In lockstep with growing demand for remote working and public cloud services, on-premises infrastructure is shifting from asset to liability. But moving to the cloud comes at its own cost: increasing the organization's attack surface.
While numerous, well-publicized breaches of data storage services have raised general cloud security awareness, cybercriminals continue to work diligently to stay one step ahead. Recent research from Sophos found that almost three quarters of organizations hosting data or workloads in the public cloud experienced a security incident in the last year. And an overwhelming number of organizations (96%) remain concerned about their current level of cloud security.
For channel partners, these concerns about public cloud security are exacerbated by the fact that it’s not just their own cloud environments that need to be protected, but also their customers’.
To help partners navigate the ins and outs of managing public cloud security and compliance, we’re launching a three-part article series to share best practices and key considerations for a public cloud security strategy. To kick off, let’s start with the basics: what to know about shared responsibility models.
What does “shared responsibility” entail?
There are many reasons why you might decide to move to the public cloud.
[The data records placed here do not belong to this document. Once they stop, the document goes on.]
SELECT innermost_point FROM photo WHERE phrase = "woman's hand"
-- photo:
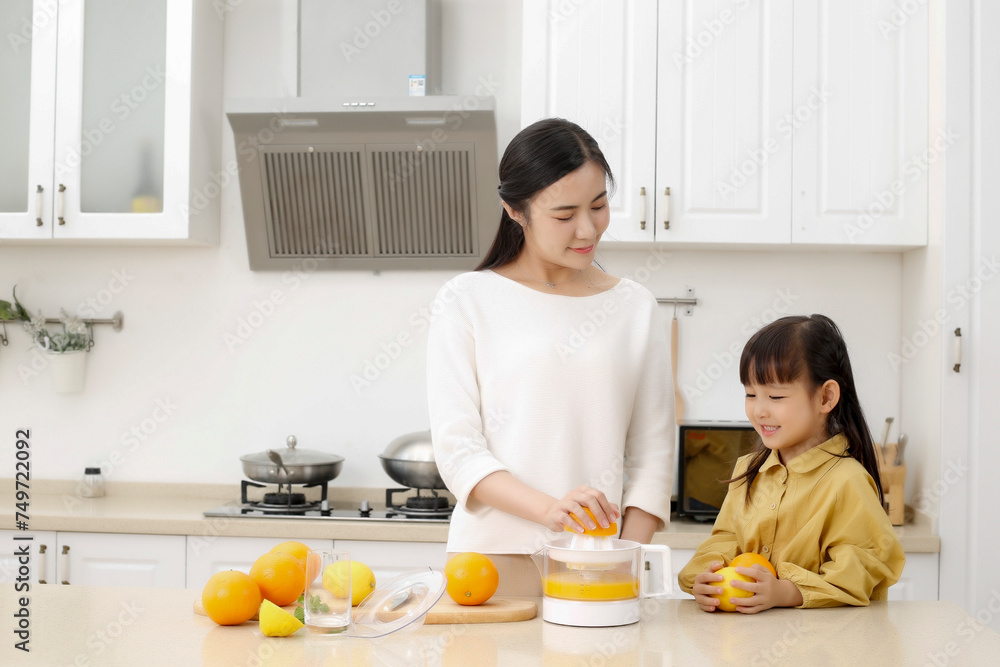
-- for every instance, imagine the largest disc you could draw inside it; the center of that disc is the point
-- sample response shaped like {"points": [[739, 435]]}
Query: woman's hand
{"points": [[557, 515], [768, 591], [704, 587]]}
Whether that’s improved costs for your business, the added agility to spin up and spin down services on demand, or improving time to market for products and services.
But the public cloud can be a double-edged sword. While providers like AWS, Azure and Google provide a great deal of flexibility in terms of how you can build your cloud environment, one of the consequences of that flexibility is that they cannot fully protect the data, virtual machines or virtual networks running in those cloud environments.
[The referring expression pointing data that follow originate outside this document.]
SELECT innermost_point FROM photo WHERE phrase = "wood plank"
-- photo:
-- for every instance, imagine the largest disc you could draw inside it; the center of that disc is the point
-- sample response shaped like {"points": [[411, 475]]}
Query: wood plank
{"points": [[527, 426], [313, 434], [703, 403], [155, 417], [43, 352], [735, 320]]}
What this means is that cloud providers have a duty to secure the cloud, including ensuring physical security of the data center. But whatever you put into the cloud – whether that’s data or virtual machines – is your responsibility.
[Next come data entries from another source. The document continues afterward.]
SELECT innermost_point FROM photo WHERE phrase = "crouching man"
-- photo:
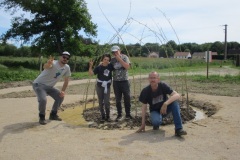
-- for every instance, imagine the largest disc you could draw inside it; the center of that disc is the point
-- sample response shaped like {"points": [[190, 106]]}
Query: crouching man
{"points": [[156, 95]]}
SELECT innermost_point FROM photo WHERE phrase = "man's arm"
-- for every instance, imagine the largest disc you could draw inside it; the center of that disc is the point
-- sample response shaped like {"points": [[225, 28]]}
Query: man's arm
{"points": [[173, 97], [144, 110], [64, 87]]}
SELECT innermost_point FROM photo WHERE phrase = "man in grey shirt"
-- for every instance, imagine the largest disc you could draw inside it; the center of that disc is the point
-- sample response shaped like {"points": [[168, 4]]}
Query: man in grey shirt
{"points": [[44, 84], [121, 85]]}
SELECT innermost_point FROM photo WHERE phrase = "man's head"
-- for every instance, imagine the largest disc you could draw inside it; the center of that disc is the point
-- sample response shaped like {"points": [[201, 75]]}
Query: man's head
{"points": [[65, 57], [115, 49], [153, 78]]}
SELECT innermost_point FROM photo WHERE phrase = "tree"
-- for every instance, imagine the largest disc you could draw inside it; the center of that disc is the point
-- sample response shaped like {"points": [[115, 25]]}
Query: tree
{"points": [[54, 24]]}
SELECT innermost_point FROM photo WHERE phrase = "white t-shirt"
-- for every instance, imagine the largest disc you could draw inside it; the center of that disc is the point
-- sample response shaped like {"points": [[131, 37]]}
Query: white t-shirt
{"points": [[52, 75]]}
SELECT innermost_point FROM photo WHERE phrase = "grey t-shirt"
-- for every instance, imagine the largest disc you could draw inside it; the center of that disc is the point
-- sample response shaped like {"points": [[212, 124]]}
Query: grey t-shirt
{"points": [[51, 76], [119, 72]]}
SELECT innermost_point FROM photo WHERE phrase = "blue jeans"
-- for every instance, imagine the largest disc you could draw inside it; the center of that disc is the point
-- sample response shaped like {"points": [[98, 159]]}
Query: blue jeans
{"points": [[103, 101], [122, 88], [156, 117], [42, 91]]}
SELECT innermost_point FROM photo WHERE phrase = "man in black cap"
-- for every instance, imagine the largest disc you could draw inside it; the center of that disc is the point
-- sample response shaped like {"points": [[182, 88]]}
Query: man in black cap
{"points": [[44, 84]]}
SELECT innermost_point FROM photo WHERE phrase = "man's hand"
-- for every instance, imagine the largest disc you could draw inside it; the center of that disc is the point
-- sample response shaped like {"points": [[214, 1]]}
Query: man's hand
{"points": [[141, 129], [164, 109], [62, 94]]}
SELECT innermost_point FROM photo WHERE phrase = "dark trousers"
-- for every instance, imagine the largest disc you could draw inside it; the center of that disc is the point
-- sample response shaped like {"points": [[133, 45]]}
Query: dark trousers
{"points": [[104, 101], [122, 88]]}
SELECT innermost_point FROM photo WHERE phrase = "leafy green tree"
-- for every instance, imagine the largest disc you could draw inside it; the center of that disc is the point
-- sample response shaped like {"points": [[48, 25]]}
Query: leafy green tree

In short, your cloud provider must take responsibility for security of the cloud itself, but responsibility for security in the cloud is on you.
Fulfilling your responsibility for security in the cloud
Protection from the latest generation of public cloud cyberattacks requires a strong level of visibility and security automation. Channel partners should ensure they are armed with advanced technologies that can disrupt an entire attack chain. Key capabilities should include:
- The ability to secure all your cloud resources. Partners should be able to get a complete inventory of multi-cloud environments (virtual machines, storage, containers, IAM Users, etc.). This will reveal insecure deployments, suspicious access and sudden spikes in cloud spend. Learn more
- Cloud-native workload protection. Protect virtual machines, and the virtual desktops running on those machines, from the latest threats, including ransomware, fileless attacks and server-specific malware. Learn more
- Network edge protection. Secure inbound and outbound traffic to your virtual network and desktop environments, and provide secure remote access to private applications running in the cloud. Learn more
As channel partners consider and evaluate public cloud services, it’s critical to understand the shared responsibility model and which security tasks are handled by the cloud provider and which tasks are handled by you.
Because the security obligations of cloud vendors can only go so far, it’s important for channel partners to fill the gaps, using the right tools to effectively manage and secure risks. A multilayered approach allows partners to ensure visibility, compliance, and security of public cloud environments – both their own, and their customers’.